Nous ne reviendrons pas sur le fond de notre pensée au sujet de Shadow. Aujourd’hui, l’infrastructure réseau se solidifie et rend accessible la promesse de l’entreprise française. Le très haut débit prend de l’importance et la 5G qui pointe le bout de son nez promet une latence à toute épreuve — le climat technologique fait de Shadow une évidence. Et d’ailleurs, nombreux sont les concurrents à miser sur les secteurs porteurs que sont le cloud gaming et le cloud computing grand public, de Nvidia à Google.

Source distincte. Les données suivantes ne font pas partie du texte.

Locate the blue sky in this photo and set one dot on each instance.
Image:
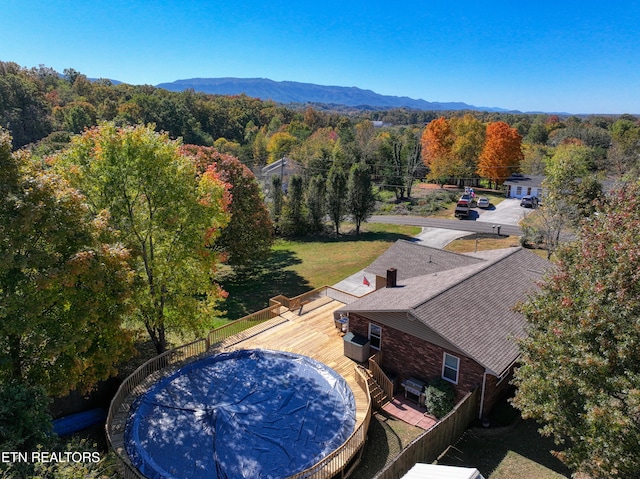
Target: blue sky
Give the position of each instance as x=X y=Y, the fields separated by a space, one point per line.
x=567 y=56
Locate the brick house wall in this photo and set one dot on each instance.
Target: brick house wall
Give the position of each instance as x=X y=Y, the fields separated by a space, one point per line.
x=494 y=391
x=407 y=356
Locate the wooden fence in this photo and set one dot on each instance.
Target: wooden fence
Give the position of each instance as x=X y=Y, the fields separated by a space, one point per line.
x=434 y=441
x=340 y=462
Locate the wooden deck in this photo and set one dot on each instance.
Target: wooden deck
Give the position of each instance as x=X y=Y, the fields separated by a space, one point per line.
x=312 y=334
x=309 y=331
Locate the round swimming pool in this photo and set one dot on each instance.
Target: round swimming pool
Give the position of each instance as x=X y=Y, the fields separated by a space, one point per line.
x=244 y=414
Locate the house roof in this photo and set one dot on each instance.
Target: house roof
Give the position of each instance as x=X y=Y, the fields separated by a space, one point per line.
x=470 y=306
x=528 y=180
x=413 y=259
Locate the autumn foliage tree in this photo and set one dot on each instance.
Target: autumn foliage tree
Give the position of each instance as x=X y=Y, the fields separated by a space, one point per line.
x=580 y=368
x=437 y=144
x=249 y=234
x=166 y=214
x=64 y=290
x=502 y=152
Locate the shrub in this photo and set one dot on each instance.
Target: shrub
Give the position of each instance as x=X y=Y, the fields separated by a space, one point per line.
x=439 y=397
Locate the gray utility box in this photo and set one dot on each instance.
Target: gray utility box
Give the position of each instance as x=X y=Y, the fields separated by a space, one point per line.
x=356 y=347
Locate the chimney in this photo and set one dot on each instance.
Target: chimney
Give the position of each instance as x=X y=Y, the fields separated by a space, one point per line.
x=392 y=275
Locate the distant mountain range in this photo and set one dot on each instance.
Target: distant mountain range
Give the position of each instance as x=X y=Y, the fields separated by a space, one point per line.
x=295 y=92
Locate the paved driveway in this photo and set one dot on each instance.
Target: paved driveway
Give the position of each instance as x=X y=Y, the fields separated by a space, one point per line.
x=438 y=232
x=507 y=212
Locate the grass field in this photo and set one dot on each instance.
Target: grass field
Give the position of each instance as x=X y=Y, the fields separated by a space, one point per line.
x=299 y=265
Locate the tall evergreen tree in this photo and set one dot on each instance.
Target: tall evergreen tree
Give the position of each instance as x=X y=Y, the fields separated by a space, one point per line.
x=337 y=196
x=316 y=202
x=361 y=201
x=277 y=200
x=294 y=211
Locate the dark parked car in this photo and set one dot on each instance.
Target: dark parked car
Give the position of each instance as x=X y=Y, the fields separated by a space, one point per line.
x=529 y=201
x=483 y=202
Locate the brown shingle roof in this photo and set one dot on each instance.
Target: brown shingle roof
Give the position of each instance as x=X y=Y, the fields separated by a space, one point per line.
x=413 y=259
x=470 y=306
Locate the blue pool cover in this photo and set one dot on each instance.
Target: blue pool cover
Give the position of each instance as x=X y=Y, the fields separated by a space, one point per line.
x=244 y=414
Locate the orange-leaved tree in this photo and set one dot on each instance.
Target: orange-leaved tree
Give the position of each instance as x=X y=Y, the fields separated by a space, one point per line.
x=437 y=142
x=502 y=152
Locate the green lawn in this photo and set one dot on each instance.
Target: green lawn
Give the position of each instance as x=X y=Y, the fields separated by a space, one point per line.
x=511 y=448
x=299 y=265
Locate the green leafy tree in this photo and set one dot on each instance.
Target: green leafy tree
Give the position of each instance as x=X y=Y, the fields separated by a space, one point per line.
x=580 y=368
x=279 y=145
x=361 y=201
x=336 y=196
x=24 y=415
x=277 y=199
x=63 y=290
x=163 y=212
x=294 y=214
x=624 y=154
x=570 y=182
x=316 y=202
x=249 y=234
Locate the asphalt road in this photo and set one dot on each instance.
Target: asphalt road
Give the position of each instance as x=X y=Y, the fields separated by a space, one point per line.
x=506 y=215
x=471 y=225
x=437 y=233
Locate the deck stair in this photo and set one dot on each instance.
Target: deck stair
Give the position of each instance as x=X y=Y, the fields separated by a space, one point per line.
x=378 y=396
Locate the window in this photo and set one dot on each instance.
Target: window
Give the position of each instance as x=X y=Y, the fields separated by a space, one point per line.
x=375 y=336
x=450 y=367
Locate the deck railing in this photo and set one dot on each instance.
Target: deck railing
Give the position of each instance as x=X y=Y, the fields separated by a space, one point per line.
x=381 y=378
x=134 y=385
x=140 y=380
x=222 y=333
x=343 y=460
x=429 y=445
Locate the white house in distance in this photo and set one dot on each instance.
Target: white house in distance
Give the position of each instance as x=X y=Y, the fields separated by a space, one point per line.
x=519 y=185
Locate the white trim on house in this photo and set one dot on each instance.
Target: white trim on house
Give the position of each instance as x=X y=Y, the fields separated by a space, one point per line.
x=450 y=367
x=377 y=336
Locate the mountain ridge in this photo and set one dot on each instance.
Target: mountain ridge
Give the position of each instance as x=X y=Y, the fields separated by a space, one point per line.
x=298 y=92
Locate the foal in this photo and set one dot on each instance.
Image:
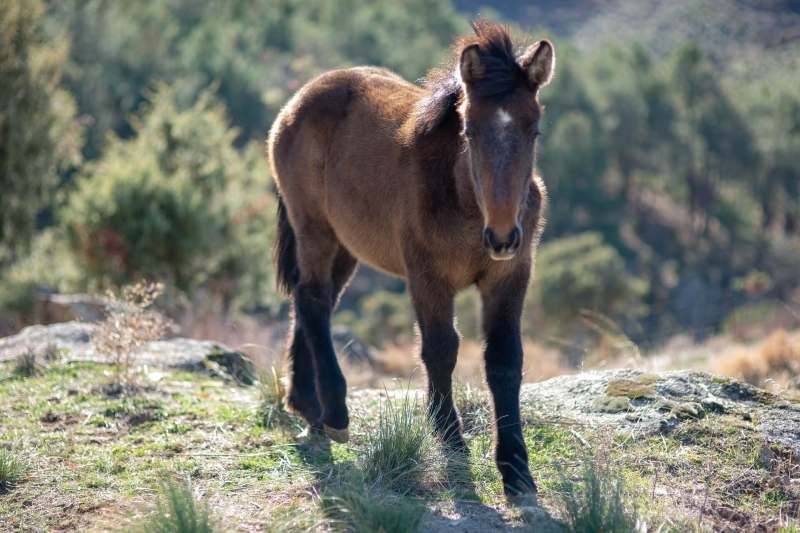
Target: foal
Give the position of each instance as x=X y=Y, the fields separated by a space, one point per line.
x=434 y=184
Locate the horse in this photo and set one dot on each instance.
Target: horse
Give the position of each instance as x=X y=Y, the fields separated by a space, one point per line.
x=434 y=183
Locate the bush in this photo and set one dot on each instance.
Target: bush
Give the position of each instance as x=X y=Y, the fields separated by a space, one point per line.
x=50 y=262
x=179 y=203
x=582 y=272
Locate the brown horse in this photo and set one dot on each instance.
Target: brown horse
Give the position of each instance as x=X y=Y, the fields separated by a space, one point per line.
x=434 y=184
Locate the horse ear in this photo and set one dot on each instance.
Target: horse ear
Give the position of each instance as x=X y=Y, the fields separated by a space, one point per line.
x=470 y=67
x=539 y=63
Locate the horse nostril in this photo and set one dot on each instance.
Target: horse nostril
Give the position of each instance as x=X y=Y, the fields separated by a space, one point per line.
x=514 y=239
x=489 y=239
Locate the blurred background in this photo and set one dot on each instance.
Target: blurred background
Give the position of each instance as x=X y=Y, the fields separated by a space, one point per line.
x=132 y=145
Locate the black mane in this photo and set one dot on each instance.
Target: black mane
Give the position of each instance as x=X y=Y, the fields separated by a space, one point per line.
x=502 y=74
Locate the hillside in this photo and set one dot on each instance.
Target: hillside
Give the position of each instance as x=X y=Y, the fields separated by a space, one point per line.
x=745 y=37
x=679 y=451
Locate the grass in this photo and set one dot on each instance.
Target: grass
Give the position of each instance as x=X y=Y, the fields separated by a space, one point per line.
x=272 y=390
x=95 y=462
x=11 y=470
x=400 y=449
x=26 y=364
x=177 y=511
x=597 y=501
x=357 y=510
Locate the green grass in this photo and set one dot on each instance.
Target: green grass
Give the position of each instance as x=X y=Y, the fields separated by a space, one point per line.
x=359 y=510
x=597 y=501
x=26 y=364
x=400 y=450
x=100 y=460
x=177 y=511
x=12 y=468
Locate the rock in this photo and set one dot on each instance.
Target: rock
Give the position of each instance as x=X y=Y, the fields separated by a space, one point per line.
x=73 y=339
x=615 y=399
x=352 y=348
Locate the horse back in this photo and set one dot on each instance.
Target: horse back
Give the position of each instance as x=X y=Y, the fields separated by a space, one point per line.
x=339 y=159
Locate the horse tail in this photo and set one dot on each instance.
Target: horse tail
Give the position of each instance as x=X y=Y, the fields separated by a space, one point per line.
x=284 y=252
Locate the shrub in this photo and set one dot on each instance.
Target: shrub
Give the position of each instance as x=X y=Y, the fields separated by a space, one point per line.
x=582 y=272
x=177 y=202
x=128 y=326
x=49 y=262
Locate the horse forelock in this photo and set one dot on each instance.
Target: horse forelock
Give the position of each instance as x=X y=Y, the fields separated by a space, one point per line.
x=501 y=75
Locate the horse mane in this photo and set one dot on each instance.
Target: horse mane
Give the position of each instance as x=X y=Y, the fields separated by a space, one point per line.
x=443 y=85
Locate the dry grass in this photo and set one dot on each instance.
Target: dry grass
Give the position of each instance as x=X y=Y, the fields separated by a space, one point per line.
x=773 y=364
x=128 y=326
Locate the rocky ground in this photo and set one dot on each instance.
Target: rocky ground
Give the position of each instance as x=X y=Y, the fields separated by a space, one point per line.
x=691 y=451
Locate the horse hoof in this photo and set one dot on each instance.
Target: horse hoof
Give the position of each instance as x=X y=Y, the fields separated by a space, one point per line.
x=341 y=436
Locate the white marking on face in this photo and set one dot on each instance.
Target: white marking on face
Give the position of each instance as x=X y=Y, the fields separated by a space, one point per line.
x=503 y=117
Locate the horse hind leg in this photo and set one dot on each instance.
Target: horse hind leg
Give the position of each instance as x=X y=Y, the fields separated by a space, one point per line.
x=302 y=395
x=316 y=292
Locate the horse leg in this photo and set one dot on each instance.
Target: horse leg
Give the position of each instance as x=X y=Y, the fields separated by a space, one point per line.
x=302 y=396
x=433 y=304
x=315 y=296
x=502 y=310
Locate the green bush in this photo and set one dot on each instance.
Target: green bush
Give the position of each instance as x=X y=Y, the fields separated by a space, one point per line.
x=583 y=273
x=50 y=262
x=178 y=203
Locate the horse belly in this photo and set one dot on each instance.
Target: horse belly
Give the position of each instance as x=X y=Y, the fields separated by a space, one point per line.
x=367 y=232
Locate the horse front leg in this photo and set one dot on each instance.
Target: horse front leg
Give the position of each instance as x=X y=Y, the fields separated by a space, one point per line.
x=433 y=304
x=502 y=310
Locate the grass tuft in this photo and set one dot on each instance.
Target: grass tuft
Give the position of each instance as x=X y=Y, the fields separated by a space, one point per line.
x=400 y=448
x=11 y=470
x=272 y=390
x=597 y=501
x=25 y=363
x=357 y=510
x=177 y=511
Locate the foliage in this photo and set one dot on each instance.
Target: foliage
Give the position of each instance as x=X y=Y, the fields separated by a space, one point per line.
x=357 y=510
x=258 y=51
x=272 y=391
x=12 y=468
x=128 y=326
x=177 y=511
x=39 y=136
x=179 y=203
x=583 y=272
x=49 y=262
x=598 y=502
x=25 y=363
x=400 y=448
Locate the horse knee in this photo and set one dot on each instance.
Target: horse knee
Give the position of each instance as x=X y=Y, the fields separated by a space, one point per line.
x=440 y=352
x=313 y=303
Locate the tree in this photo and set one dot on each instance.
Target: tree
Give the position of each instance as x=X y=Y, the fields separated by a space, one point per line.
x=177 y=203
x=39 y=136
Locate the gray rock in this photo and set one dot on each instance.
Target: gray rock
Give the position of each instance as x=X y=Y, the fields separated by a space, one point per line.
x=681 y=396
x=73 y=339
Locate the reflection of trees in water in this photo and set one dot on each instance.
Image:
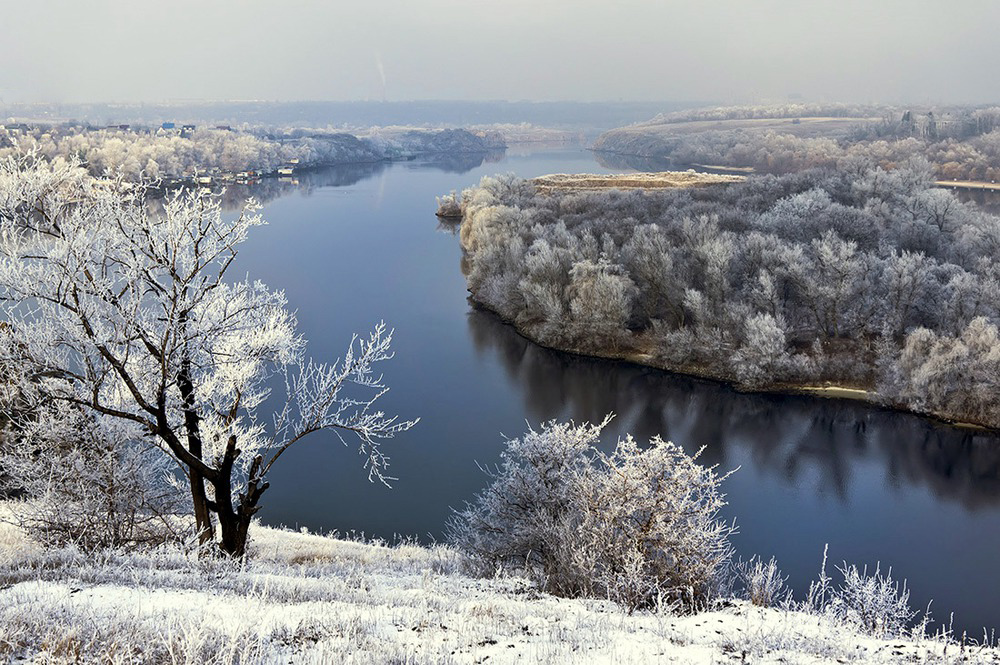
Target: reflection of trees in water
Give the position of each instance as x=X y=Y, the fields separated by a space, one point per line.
x=458 y=162
x=794 y=437
x=613 y=160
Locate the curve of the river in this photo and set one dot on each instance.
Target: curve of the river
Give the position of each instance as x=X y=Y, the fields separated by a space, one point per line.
x=351 y=246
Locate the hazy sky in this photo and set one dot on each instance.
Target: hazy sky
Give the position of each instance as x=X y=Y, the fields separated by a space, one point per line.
x=721 y=50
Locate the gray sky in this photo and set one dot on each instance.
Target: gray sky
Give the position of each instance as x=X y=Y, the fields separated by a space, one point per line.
x=724 y=50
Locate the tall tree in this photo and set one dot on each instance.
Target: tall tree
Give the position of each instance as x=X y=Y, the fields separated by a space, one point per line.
x=130 y=315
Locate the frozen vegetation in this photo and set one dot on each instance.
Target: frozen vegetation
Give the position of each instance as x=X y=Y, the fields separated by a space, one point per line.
x=306 y=598
x=134 y=370
x=960 y=143
x=857 y=276
x=176 y=153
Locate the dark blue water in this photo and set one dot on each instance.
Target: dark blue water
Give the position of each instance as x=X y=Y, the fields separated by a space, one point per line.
x=353 y=246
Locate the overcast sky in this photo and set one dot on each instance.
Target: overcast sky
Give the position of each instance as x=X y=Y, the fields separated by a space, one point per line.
x=726 y=51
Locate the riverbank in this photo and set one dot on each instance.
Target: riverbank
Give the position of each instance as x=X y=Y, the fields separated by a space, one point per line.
x=563 y=183
x=301 y=598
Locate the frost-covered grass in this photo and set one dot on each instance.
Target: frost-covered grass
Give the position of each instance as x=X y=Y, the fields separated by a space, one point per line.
x=313 y=599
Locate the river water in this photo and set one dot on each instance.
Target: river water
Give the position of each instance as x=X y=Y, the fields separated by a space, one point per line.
x=353 y=245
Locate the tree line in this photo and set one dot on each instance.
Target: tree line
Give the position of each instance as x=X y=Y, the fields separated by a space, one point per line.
x=856 y=275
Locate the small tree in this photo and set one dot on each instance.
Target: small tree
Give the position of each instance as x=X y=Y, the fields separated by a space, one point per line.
x=129 y=316
x=638 y=526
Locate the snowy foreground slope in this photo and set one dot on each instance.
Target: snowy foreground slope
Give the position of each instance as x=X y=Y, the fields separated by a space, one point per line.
x=312 y=599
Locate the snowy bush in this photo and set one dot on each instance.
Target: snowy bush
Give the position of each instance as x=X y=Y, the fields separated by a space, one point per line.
x=875 y=604
x=449 y=206
x=86 y=482
x=637 y=526
x=763 y=584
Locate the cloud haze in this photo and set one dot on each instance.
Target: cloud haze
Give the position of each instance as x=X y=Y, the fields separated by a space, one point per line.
x=138 y=50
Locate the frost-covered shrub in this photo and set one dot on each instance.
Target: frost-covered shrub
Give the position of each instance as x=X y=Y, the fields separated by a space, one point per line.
x=762 y=583
x=85 y=481
x=876 y=604
x=638 y=526
x=449 y=205
x=763 y=352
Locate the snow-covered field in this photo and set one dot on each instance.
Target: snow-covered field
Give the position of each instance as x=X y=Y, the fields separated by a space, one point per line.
x=312 y=599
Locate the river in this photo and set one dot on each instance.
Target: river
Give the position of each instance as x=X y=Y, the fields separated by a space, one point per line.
x=354 y=245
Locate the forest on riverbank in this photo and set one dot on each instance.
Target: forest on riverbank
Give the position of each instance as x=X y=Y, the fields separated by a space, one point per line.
x=177 y=153
x=855 y=276
x=962 y=143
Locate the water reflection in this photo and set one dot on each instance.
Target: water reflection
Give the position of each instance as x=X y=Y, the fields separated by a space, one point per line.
x=459 y=162
x=789 y=437
x=613 y=160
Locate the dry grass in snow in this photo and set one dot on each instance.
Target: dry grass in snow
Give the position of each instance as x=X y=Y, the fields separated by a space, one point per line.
x=589 y=182
x=311 y=599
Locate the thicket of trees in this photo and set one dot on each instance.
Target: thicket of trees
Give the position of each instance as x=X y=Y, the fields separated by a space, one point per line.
x=639 y=526
x=142 y=154
x=857 y=275
x=963 y=145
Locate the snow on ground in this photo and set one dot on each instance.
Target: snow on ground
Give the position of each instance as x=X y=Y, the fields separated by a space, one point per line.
x=311 y=599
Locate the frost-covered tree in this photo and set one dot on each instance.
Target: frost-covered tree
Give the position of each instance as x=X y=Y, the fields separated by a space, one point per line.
x=129 y=316
x=638 y=526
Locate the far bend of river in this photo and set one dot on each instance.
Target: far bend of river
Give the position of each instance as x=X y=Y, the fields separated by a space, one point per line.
x=353 y=245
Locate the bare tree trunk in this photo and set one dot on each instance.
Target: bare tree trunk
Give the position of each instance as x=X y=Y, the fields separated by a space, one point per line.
x=199 y=499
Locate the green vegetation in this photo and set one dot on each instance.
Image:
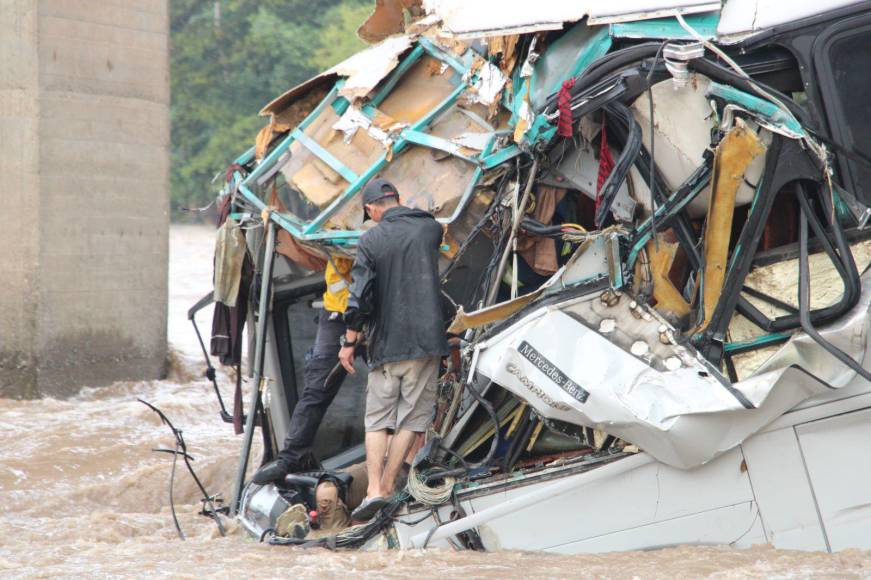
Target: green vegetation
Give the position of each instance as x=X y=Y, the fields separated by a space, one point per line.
x=231 y=57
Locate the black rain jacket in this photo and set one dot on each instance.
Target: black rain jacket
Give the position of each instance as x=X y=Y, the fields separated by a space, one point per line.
x=396 y=289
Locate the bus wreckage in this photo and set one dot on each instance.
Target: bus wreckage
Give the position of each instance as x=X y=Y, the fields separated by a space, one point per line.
x=655 y=253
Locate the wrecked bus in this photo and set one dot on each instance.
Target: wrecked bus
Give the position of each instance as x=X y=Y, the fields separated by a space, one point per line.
x=655 y=251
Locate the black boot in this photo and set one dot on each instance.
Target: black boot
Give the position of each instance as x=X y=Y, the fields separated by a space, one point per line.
x=271 y=472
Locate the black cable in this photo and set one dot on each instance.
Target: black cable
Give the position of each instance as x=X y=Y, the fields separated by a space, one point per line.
x=804 y=304
x=627 y=158
x=182 y=448
x=497 y=439
x=171 y=488
x=211 y=375
x=650 y=181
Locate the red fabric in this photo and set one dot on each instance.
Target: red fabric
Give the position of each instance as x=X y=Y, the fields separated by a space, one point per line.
x=606 y=164
x=564 y=102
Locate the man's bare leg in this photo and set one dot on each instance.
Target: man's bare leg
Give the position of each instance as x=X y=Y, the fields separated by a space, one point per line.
x=399 y=448
x=376 y=448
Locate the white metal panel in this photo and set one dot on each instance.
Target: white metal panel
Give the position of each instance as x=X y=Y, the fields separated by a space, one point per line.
x=839 y=464
x=742 y=16
x=783 y=491
x=648 y=494
x=738 y=525
x=496 y=17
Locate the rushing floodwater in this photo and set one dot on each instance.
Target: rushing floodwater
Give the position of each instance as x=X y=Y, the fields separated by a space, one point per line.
x=82 y=494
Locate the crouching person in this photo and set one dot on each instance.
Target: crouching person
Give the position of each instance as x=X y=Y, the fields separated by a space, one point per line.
x=396 y=294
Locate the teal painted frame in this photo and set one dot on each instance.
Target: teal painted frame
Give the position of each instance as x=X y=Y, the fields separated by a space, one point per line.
x=413 y=135
x=668 y=28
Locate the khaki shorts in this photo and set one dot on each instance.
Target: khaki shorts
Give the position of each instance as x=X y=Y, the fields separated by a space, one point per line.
x=402 y=395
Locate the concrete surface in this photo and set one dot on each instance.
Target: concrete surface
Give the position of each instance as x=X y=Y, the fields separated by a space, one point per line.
x=84 y=154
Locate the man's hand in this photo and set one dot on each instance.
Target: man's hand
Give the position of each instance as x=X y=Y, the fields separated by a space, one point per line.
x=346 y=357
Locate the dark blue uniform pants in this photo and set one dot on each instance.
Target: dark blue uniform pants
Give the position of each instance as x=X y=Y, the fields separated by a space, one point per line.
x=316 y=397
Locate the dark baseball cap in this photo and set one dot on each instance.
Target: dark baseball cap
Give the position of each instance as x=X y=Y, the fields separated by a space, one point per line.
x=376 y=189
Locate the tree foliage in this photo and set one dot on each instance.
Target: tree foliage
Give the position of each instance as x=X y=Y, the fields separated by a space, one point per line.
x=231 y=57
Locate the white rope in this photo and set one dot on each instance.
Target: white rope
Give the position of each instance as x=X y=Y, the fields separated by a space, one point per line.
x=426 y=494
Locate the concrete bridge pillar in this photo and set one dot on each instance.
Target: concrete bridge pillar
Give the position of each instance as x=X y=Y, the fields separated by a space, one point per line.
x=84 y=210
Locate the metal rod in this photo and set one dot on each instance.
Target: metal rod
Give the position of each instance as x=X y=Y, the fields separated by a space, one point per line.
x=509 y=247
x=518 y=503
x=265 y=288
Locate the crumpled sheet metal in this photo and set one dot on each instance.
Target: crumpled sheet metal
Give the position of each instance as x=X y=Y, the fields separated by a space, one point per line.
x=849 y=333
x=364 y=70
x=743 y=17
x=483 y=18
x=683 y=415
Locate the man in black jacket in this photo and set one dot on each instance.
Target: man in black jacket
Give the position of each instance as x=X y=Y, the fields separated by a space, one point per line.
x=396 y=292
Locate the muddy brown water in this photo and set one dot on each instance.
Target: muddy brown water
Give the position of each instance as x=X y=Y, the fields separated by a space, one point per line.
x=83 y=495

À ce petit jeu, Shadow garde d’ailleurs une très nette avance : les Français ont eu du flair et ont commencé leur R&D très tôt, prenant quelques foulées sur le reste du monde.

Et pourtant, cette avance ne leur a pas épargnés d’erreurs. Emmanuel Freund, fondateur de Shadow, a toujours ce petit côté franc et direct quand il nous parle de ce qui ne va pas. Pas de langue de bois, pas d’excuses — les « on s’est planté » fusent. Aujourd’hui, la situation s’est un poil améliorée, mais il y a un mois ou deux, et depuis le pic d’abonnement à la suite de la réouverture des inscriptions, utiliser Shadow était devenu une plaie.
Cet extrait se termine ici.